Госпожа Арну стояла у рояля, опустив руки, глядя куда-то в пространство. Порою, чтобы прочитать ноты, она щурила глаза и наклоняла голову. На низких нотах ее контральто звучало мрачно, от него веяло холодом; ее прекрасное лицо с длинными бровями склонялось к плечу; грудь вздымалась, она раздвигала руки, томно откидывала голову, словно кто-то бесплотный целовал ее, а рулады продолжали нестись; она взяла три высокие ноты, спустилась вниз, затем снова взяла еще более высокую ноту и, после паузы, кончила ферматой.

Розенвальд остался у рояля. Он продолжал играть для себя. Время от времени кто-нибудь из гостей исчезал. В одиннадцать часов, когда уходили последние, Арну вышел вместе с Пелереном под предлогом, что проводит его.
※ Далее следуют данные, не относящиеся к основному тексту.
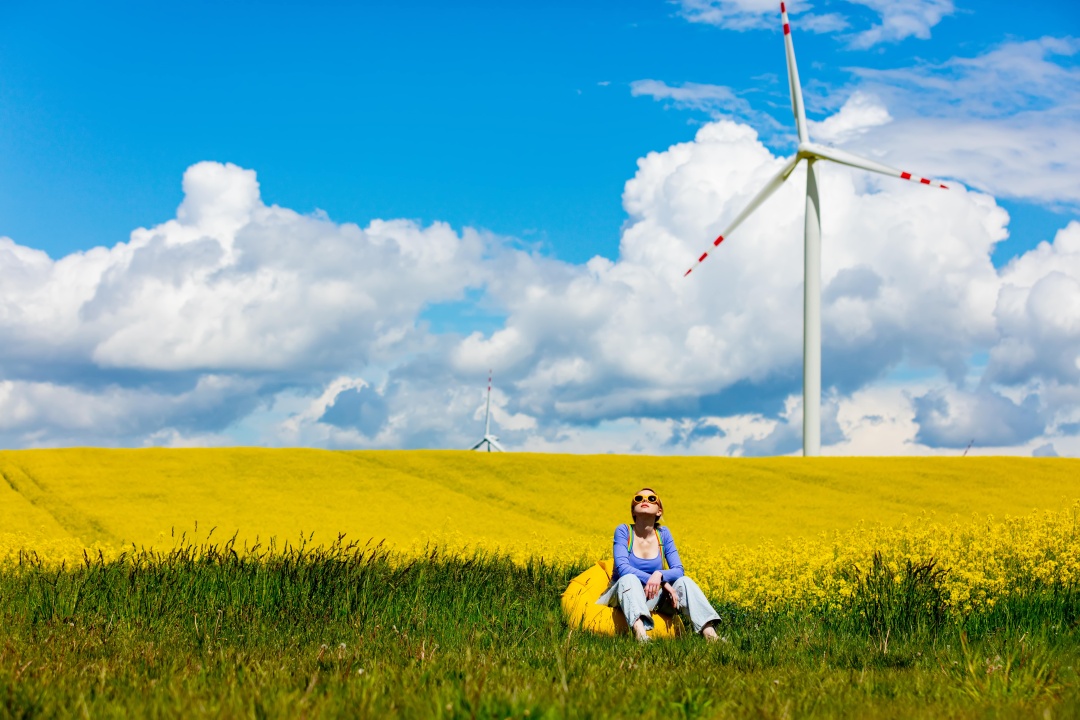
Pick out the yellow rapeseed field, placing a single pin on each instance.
(764, 532)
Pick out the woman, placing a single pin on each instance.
(640, 583)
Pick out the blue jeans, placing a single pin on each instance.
(629, 594)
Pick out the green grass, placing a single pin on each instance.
(349, 632)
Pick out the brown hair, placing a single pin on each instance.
(660, 503)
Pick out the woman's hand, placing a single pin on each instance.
(671, 592)
(652, 587)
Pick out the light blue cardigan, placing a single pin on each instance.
(629, 564)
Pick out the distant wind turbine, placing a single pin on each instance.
(811, 286)
(489, 439)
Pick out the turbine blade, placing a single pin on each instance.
(793, 78)
(763, 194)
(852, 160)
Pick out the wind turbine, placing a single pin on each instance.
(489, 439)
(811, 286)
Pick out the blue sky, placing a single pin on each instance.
(522, 124)
(480, 113)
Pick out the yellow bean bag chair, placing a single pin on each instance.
(580, 608)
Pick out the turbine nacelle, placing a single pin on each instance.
(811, 152)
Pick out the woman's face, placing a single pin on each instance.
(649, 503)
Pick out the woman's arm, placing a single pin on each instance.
(622, 557)
(674, 562)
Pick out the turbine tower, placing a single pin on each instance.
(489, 439)
(811, 286)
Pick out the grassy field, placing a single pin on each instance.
(347, 634)
(888, 587)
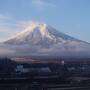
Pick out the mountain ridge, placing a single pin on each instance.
(42, 39)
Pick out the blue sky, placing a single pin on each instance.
(69, 16)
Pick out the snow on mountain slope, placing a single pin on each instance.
(42, 39)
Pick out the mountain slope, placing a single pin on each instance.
(41, 39)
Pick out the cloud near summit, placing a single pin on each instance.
(42, 4)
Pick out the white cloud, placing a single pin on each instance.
(41, 4)
(5, 17)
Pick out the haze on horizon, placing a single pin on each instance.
(68, 16)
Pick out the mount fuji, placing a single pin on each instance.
(40, 39)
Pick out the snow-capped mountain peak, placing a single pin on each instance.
(42, 39)
(36, 33)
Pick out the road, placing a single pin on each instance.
(36, 86)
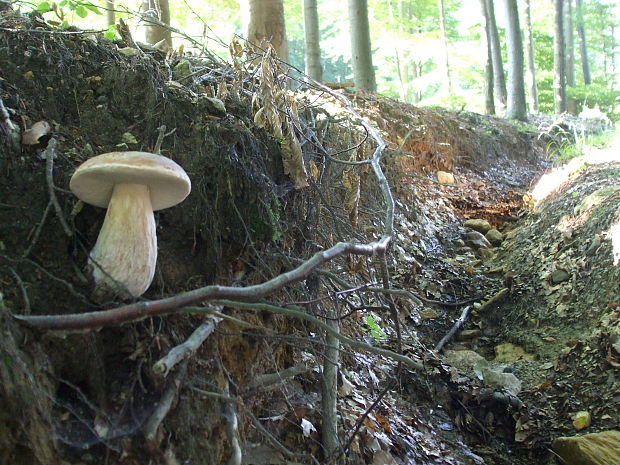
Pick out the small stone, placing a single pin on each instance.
(129, 51)
(478, 224)
(590, 449)
(582, 420)
(445, 178)
(494, 236)
(477, 240)
(182, 69)
(559, 276)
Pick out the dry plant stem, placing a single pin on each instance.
(301, 313)
(272, 380)
(458, 324)
(163, 407)
(329, 400)
(274, 442)
(49, 153)
(37, 233)
(232, 431)
(185, 350)
(140, 310)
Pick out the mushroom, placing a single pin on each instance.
(131, 185)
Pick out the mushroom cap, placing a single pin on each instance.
(94, 180)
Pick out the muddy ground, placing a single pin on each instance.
(89, 397)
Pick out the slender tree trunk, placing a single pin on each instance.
(515, 108)
(569, 54)
(312, 36)
(329, 427)
(585, 64)
(489, 104)
(267, 24)
(110, 14)
(155, 33)
(444, 42)
(530, 67)
(363, 70)
(559, 61)
(496, 54)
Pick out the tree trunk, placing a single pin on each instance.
(444, 41)
(496, 51)
(515, 108)
(569, 54)
(329, 426)
(155, 33)
(363, 70)
(559, 62)
(489, 104)
(585, 64)
(530, 66)
(110, 14)
(312, 37)
(267, 24)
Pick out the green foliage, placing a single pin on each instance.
(374, 330)
(597, 94)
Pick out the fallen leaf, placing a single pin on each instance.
(39, 129)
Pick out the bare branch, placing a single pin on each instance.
(185, 350)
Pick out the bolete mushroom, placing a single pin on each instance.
(131, 185)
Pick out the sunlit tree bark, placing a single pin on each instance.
(110, 14)
(489, 104)
(515, 108)
(444, 42)
(559, 62)
(585, 64)
(158, 10)
(312, 40)
(267, 24)
(530, 67)
(499, 81)
(361, 53)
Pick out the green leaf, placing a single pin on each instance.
(44, 7)
(375, 331)
(81, 11)
(94, 8)
(111, 33)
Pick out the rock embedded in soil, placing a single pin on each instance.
(478, 224)
(445, 178)
(477, 240)
(591, 449)
(494, 237)
(559, 276)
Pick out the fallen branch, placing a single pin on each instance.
(49, 153)
(274, 379)
(185, 350)
(458, 324)
(163, 407)
(140, 310)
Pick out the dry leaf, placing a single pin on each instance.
(39, 129)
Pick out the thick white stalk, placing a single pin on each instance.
(125, 254)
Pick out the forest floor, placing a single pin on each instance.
(540, 304)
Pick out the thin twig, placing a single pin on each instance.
(49, 153)
(37, 232)
(184, 350)
(271, 380)
(20, 283)
(163, 407)
(458, 324)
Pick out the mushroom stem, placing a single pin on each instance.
(125, 254)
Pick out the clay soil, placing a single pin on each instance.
(76, 398)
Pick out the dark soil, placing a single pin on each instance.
(86, 397)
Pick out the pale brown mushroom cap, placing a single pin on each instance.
(94, 180)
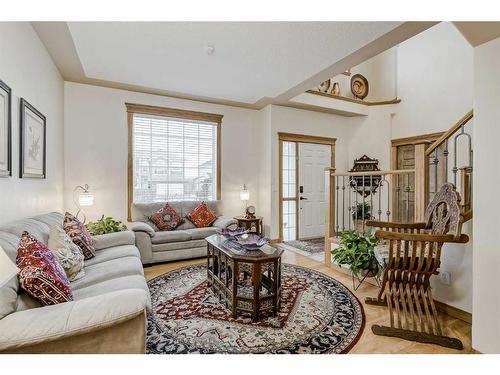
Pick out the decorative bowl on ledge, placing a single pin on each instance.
(252, 241)
(231, 233)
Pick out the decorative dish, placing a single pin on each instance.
(252, 241)
(231, 233)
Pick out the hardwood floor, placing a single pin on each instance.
(368, 343)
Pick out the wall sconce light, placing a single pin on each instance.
(85, 199)
(245, 194)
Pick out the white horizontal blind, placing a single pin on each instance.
(173, 159)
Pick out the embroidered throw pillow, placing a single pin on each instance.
(202, 216)
(69, 255)
(79, 235)
(40, 274)
(166, 218)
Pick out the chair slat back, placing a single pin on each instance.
(443, 215)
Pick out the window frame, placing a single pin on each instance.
(167, 112)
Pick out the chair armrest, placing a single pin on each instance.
(442, 238)
(140, 226)
(49, 323)
(104, 241)
(223, 222)
(388, 224)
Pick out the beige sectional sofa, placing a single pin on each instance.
(108, 314)
(185, 242)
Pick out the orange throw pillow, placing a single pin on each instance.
(202, 216)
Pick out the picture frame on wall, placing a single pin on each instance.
(5, 130)
(33, 148)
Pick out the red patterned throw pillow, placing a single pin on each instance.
(202, 216)
(166, 218)
(40, 274)
(79, 235)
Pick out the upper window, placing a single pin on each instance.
(175, 154)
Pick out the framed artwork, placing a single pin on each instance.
(33, 142)
(5, 130)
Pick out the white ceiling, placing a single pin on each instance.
(251, 60)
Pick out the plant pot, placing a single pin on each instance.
(359, 225)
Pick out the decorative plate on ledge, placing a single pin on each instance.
(359, 86)
(252, 241)
(231, 233)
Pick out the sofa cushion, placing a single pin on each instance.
(170, 236)
(69, 256)
(202, 216)
(111, 253)
(8, 297)
(184, 245)
(104, 241)
(120, 283)
(201, 233)
(166, 218)
(40, 273)
(111, 269)
(36, 228)
(79, 235)
(142, 211)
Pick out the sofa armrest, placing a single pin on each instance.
(224, 222)
(103, 241)
(140, 226)
(54, 322)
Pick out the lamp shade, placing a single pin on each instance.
(7, 269)
(86, 199)
(245, 194)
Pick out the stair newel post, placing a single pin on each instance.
(330, 213)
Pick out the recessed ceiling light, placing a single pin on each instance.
(210, 49)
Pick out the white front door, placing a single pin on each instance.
(313, 159)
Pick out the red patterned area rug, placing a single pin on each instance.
(318, 314)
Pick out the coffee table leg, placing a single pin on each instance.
(256, 280)
(236, 273)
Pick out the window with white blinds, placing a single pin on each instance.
(173, 159)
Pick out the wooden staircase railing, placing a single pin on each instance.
(462, 176)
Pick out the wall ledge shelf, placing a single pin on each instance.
(352, 100)
(339, 105)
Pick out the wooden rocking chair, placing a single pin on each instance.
(411, 254)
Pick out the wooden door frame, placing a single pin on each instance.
(297, 138)
(421, 143)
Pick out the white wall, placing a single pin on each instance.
(486, 324)
(435, 81)
(96, 146)
(28, 69)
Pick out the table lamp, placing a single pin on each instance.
(85, 199)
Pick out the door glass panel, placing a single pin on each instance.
(289, 189)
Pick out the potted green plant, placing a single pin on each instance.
(360, 213)
(357, 251)
(105, 225)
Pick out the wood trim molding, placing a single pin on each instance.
(352, 100)
(173, 112)
(418, 139)
(292, 137)
(168, 112)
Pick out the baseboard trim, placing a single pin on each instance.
(454, 312)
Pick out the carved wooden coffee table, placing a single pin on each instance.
(246, 281)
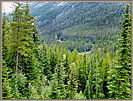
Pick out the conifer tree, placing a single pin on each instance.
(120, 85)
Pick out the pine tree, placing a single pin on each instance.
(120, 85)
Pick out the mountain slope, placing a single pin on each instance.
(77, 22)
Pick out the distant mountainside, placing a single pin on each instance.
(79, 24)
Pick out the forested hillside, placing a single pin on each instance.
(32, 69)
(73, 23)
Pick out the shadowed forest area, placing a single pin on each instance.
(94, 69)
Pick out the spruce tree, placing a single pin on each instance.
(120, 85)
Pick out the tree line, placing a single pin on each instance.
(32, 70)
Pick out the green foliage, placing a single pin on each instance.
(120, 84)
(33, 70)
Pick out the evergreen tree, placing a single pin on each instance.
(120, 86)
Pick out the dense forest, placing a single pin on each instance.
(34, 70)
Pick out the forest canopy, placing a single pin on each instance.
(33, 70)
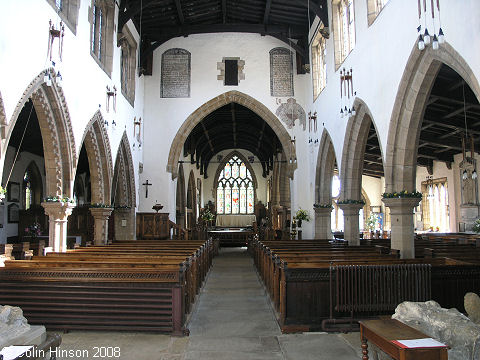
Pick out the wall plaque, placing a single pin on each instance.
(176, 65)
(281, 72)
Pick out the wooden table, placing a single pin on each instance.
(382, 332)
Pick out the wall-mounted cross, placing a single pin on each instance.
(146, 184)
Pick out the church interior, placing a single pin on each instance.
(251, 179)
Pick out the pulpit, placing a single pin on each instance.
(152, 226)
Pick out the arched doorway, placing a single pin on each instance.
(42, 117)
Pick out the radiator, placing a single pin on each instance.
(372, 288)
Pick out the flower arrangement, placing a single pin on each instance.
(371, 222)
(476, 226)
(33, 230)
(323, 206)
(351, 201)
(302, 215)
(64, 199)
(206, 215)
(403, 194)
(100, 205)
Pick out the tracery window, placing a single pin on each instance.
(374, 8)
(319, 64)
(344, 29)
(235, 190)
(101, 19)
(435, 205)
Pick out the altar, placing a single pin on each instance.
(237, 221)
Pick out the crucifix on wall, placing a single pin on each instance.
(146, 184)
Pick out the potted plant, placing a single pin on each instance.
(371, 222)
(476, 226)
(300, 216)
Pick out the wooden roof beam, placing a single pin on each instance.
(180, 12)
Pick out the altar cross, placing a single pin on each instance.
(146, 184)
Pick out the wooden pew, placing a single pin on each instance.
(136, 286)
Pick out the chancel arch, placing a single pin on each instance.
(181, 203)
(326, 164)
(123, 193)
(362, 155)
(220, 101)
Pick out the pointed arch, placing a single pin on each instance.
(3, 119)
(326, 161)
(56, 129)
(224, 162)
(217, 102)
(353, 154)
(410, 103)
(181, 203)
(123, 187)
(99, 154)
(36, 184)
(191, 200)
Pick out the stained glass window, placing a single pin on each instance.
(235, 191)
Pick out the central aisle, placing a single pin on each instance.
(234, 320)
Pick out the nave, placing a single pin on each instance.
(232, 319)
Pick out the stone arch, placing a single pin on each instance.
(325, 166)
(97, 145)
(410, 103)
(57, 133)
(124, 192)
(356, 137)
(180, 198)
(124, 176)
(222, 165)
(191, 200)
(217, 102)
(3, 118)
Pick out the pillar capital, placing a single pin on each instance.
(350, 209)
(58, 210)
(58, 213)
(350, 223)
(323, 211)
(401, 218)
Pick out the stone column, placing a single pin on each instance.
(323, 223)
(401, 218)
(58, 213)
(352, 229)
(100, 232)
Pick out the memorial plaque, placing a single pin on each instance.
(281, 72)
(175, 74)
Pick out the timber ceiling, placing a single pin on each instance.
(161, 20)
(232, 126)
(443, 124)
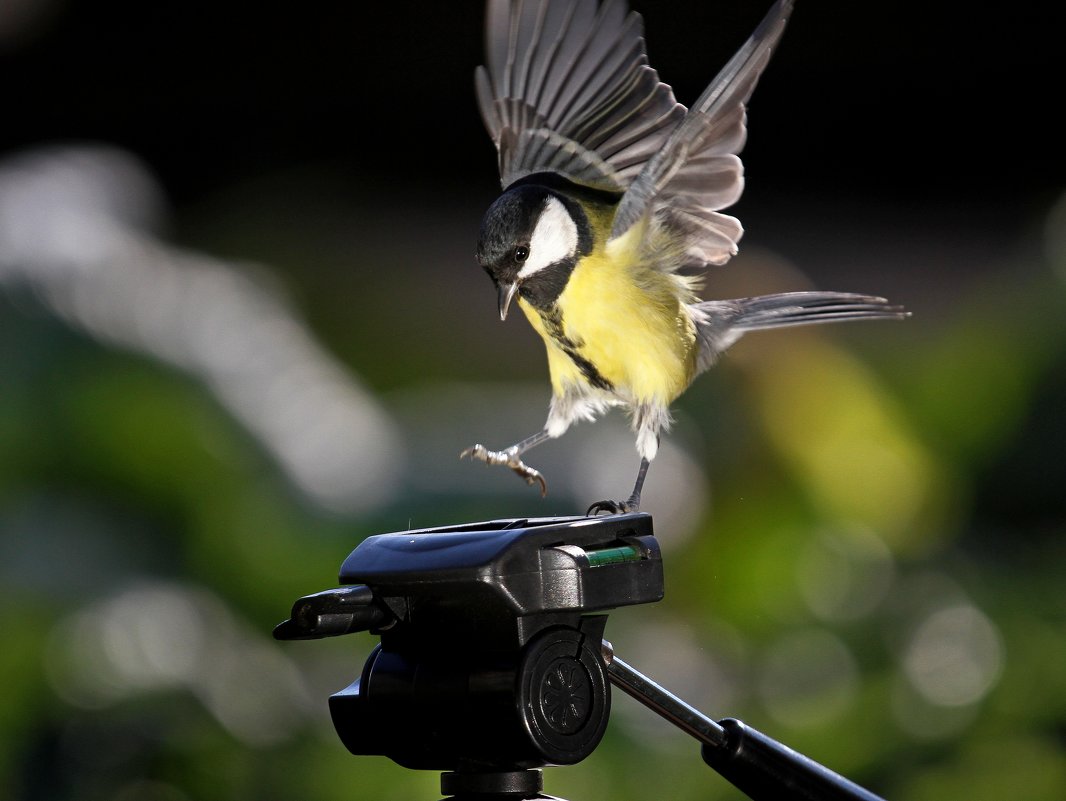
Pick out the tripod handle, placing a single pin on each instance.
(764, 768)
(759, 766)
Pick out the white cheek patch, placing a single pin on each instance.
(554, 238)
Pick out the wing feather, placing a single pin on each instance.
(566, 87)
(697, 172)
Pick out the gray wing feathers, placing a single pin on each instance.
(721, 323)
(697, 171)
(567, 89)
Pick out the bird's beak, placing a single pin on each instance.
(506, 293)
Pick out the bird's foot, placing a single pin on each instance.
(613, 507)
(510, 459)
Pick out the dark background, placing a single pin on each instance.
(901, 101)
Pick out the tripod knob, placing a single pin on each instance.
(563, 694)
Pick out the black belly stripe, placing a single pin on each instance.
(553, 324)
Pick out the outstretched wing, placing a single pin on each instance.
(697, 171)
(567, 89)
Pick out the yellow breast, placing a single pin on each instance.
(628, 320)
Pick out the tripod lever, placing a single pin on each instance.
(759, 766)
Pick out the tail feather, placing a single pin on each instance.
(721, 323)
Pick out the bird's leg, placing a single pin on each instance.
(632, 505)
(510, 458)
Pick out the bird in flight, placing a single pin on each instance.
(611, 212)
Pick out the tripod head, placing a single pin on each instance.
(489, 663)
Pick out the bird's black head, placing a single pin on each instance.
(531, 239)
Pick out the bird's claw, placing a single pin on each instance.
(510, 459)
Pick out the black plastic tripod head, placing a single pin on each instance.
(490, 661)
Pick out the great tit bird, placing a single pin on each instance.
(611, 210)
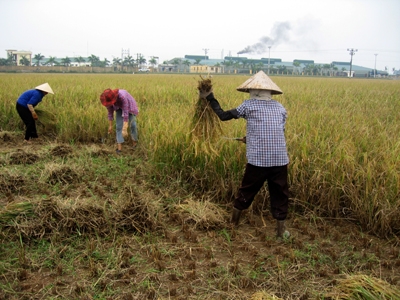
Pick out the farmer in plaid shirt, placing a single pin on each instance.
(126, 110)
(267, 157)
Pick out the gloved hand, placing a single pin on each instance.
(204, 94)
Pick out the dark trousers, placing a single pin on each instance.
(254, 179)
(29, 121)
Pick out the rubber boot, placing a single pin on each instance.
(281, 230)
(236, 216)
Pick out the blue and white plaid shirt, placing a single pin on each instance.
(265, 138)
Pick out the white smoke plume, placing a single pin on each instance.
(280, 33)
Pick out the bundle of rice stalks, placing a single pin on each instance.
(23, 158)
(202, 215)
(47, 122)
(358, 287)
(13, 210)
(11, 183)
(206, 126)
(263, 295)
(138, 213)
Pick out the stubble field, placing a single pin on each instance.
(79, 222)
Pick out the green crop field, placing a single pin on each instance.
(344, 147)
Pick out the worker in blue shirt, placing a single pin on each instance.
(266, 152)
(25, 108)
Он был из числа тех людей, которые чувствуют себя больными, если не «пройдутся» после обеда.

Госпожа Арну вышла в переднюю; Дитмер и Юссонэ поклонились ей, она протянула им руку; она протянула ее и Фредерику, и он всем существом ощутил это прикосновение.

Он простился со своими новыми друзьями; ему надо было остаться одному. Сердце его было переполнено. Почему она пожала ему руку? Был ли то необдуманный жест или знак поощрения? «Да полно, я с ума сошел!» Впрочем, не все ли равно, раз он может теперь посещать ее когда угодно, дышать тем же воздухом, что и она?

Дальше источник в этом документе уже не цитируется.